No Bottom to Housing Market Yet: Standard and Poor's

Housing prices continued to decline in March, suggesting that the housing market has yet to bottom out, according to a Standard & Poor's survey released today.

Monthly prices fell in 17 of the 20 metropolitan areas surveyed in the Standard and Poor's/Case Shilling Home Prices Index, one of the leading assessments of U.S. housing values. Three areas - Minneapolis, Detroit and New York - posted their steepest monthly declines on record.

Nationally, home prices also posted a record annual decline for the first quarter of 2009, down 19.1 percent compared to the first three months of 2008, the biggest annual drop for a quarter in the Index's 22-year history.

"Declines in residential real estate continued at a steady pace into March," said David Blitzer, chairman of the Standard and Poor's Index Committee. "All 20 metro areas are still showing negative annual rates of change in average home prices with nine of the metro areas having record annual declines."

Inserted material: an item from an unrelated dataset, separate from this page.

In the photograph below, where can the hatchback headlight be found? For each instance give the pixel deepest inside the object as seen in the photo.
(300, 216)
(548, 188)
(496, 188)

On a positive note, Blitzer said that nine of the 20 metro areas posted relative improvements in their monthly returns, posting smaller declines or even slight improvements compared to February. In addition, nine posted improvements in the annual returns compared to the first quarter of 2008, although none posted improvements.

Minneapolis reported a 6.1 percent monthly decline in housing values in March, the largest monthly decline of any metro area in the history of the index. Detroit and New York also posted record monthly declines, of 4.9 percent and 2.5 percent, respectively. However, New York housing prices are still up nearly 75 percent from where they were in January 2000, whereas Detroit housing prices are 29 percent below where they stood at that time.

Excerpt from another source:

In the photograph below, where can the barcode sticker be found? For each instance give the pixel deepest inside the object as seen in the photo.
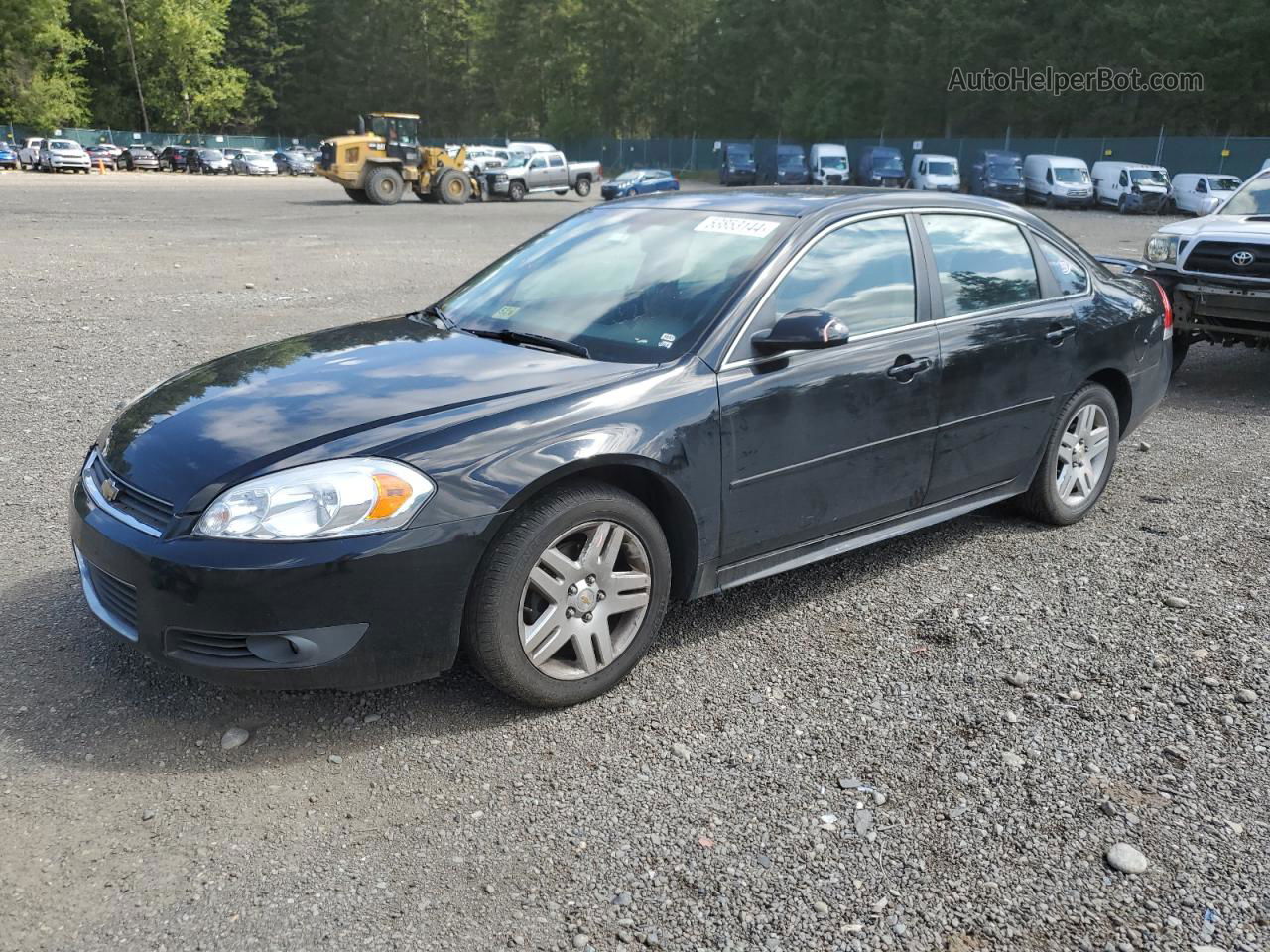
(747, 227)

On average, Detroit housing prices have fallen to their mid-1995 levels; the national housing market is at the same level it stood at in the fourth quarter of 2002. The smallest annual declines were posted by Denver and Dallas, with declines of 5.5 percent and 5. 6 percent, respectively. Fifteen of the 20 metro areas reported double-digit annual declines, led by Phoenix, Las Vegas and San Francisco, where the housing markets all lost approximately one-third of their value compared to a year ago.

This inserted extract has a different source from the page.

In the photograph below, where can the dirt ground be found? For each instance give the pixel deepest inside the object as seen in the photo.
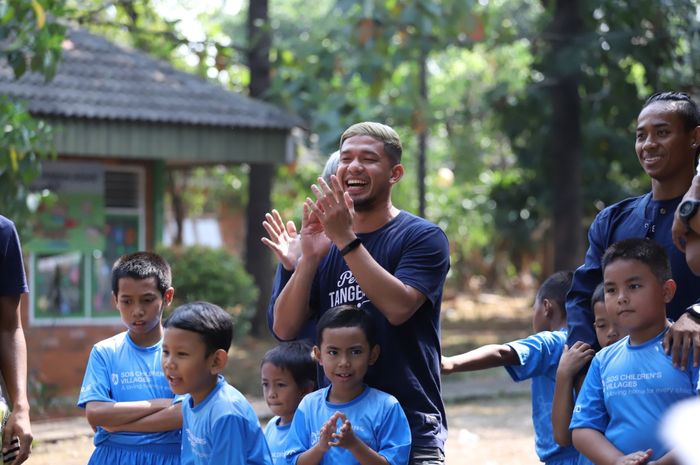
(491, 429)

Compared to the peak of the housing market, all 20 metro areas have suffered double digit declines from their individual peaks in 2006-07. The Dallas market has shrunk the least, down only 11.1 percent from its peak, while the greatest losses have been posted by Phoenix and Las Vegas, both of which have lost over half of their value in recent years. Ten of the 20 metro areas have posted declines of at least 30 percent from their peak value.